Breakeven horizon is the year when buying costs become less than or equal to renting costs when accounting for all of the factors noted above.

For our Seattle sample area, the average breakeven horizon is 1.9 years, which (only coincidentally) is the same as the national breakeven horizon right now — meaning buying becomes more financially advantageous than renting after 1.9 years. The latest full list of breakeven horizons for major cities shows how various areas perform on this rent-versus-buy method.

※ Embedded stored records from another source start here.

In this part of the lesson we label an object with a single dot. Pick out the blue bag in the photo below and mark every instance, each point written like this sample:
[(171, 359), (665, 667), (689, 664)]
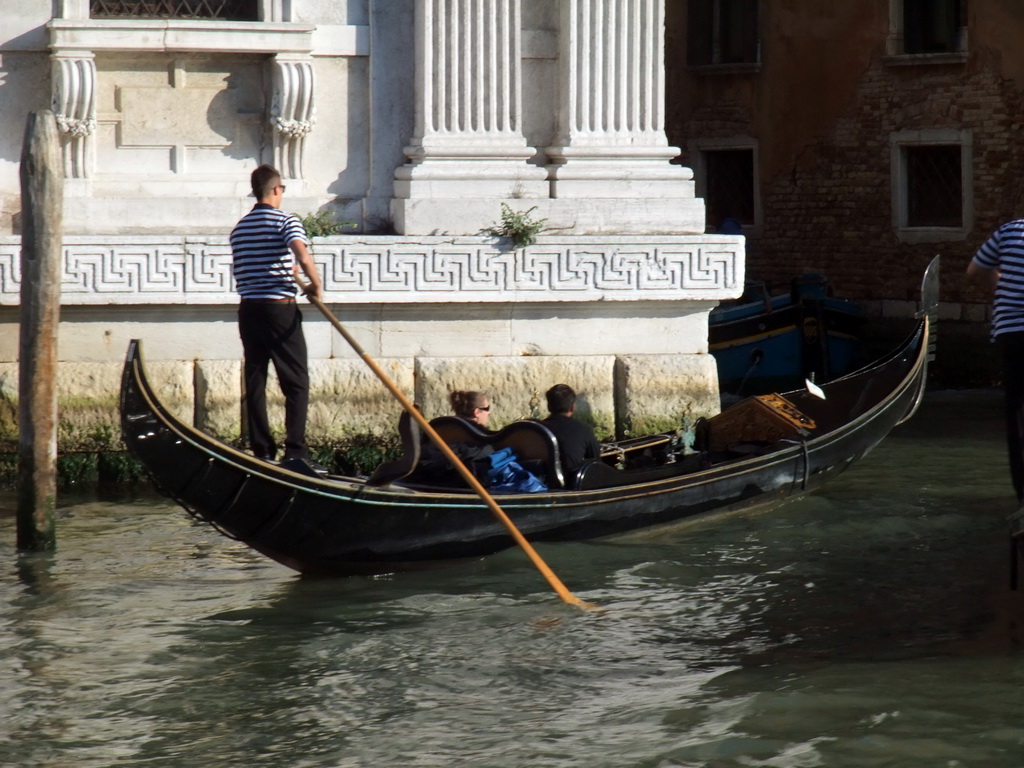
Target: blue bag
[(507, 475)]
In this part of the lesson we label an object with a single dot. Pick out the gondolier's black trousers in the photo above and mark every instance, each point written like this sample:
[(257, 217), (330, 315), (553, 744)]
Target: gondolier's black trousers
[(271, 331), (1012, 347)]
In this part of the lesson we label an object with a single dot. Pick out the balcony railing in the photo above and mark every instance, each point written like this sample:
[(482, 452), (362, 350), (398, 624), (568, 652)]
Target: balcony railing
[(225, 10)]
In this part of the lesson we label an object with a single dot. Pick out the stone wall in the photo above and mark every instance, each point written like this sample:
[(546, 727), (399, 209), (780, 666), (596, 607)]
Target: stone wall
[(624, 321), (821, 110)]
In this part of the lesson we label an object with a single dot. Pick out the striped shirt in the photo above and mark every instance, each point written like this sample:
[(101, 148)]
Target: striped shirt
[(1005, 252), (261, 260)]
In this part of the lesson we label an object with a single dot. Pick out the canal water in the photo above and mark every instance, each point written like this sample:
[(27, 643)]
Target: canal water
[(869, 625)]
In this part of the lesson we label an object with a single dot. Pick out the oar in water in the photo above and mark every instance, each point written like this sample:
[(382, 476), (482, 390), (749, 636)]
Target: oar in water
[(468, 476)]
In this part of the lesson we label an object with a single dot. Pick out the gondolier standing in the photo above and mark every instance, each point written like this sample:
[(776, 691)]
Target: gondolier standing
[(268, 246), (999, 265)]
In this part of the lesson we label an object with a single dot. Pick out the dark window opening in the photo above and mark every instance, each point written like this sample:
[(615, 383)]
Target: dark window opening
[(934, 186), (933, 26), (722, 32), (225, 10), (728, 187)]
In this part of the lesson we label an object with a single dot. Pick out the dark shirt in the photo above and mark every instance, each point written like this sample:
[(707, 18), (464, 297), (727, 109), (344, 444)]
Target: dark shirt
[(576, 441)]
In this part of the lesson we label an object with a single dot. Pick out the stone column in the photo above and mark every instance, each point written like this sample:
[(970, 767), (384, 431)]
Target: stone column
[(293, 113), (74, 103), (611, 140), (468, 145)]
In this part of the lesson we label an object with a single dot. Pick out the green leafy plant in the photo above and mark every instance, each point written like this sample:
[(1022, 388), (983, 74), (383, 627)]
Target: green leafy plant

The sample Seattle market calculations above show it costs about the same ($11 difference) to buy or rent right now if you account for tax benefits, and it costs more to buy than rent if you don’t account for tax benefits. If you then consider that buying becomes more financially advantageous than renting 1.9 years after your purchase, these two methods combined make a good case for buying.

Once you’ve analyzed both of these rent-versus-buy methods for your target area, you’ll have a strong command of which option makes the most financial sense. Then the rest of your rent-versus-buy decision is about lifestyle choices like whether of not you want mobility, maintenance responsibility, or freedom to upgrade your living space.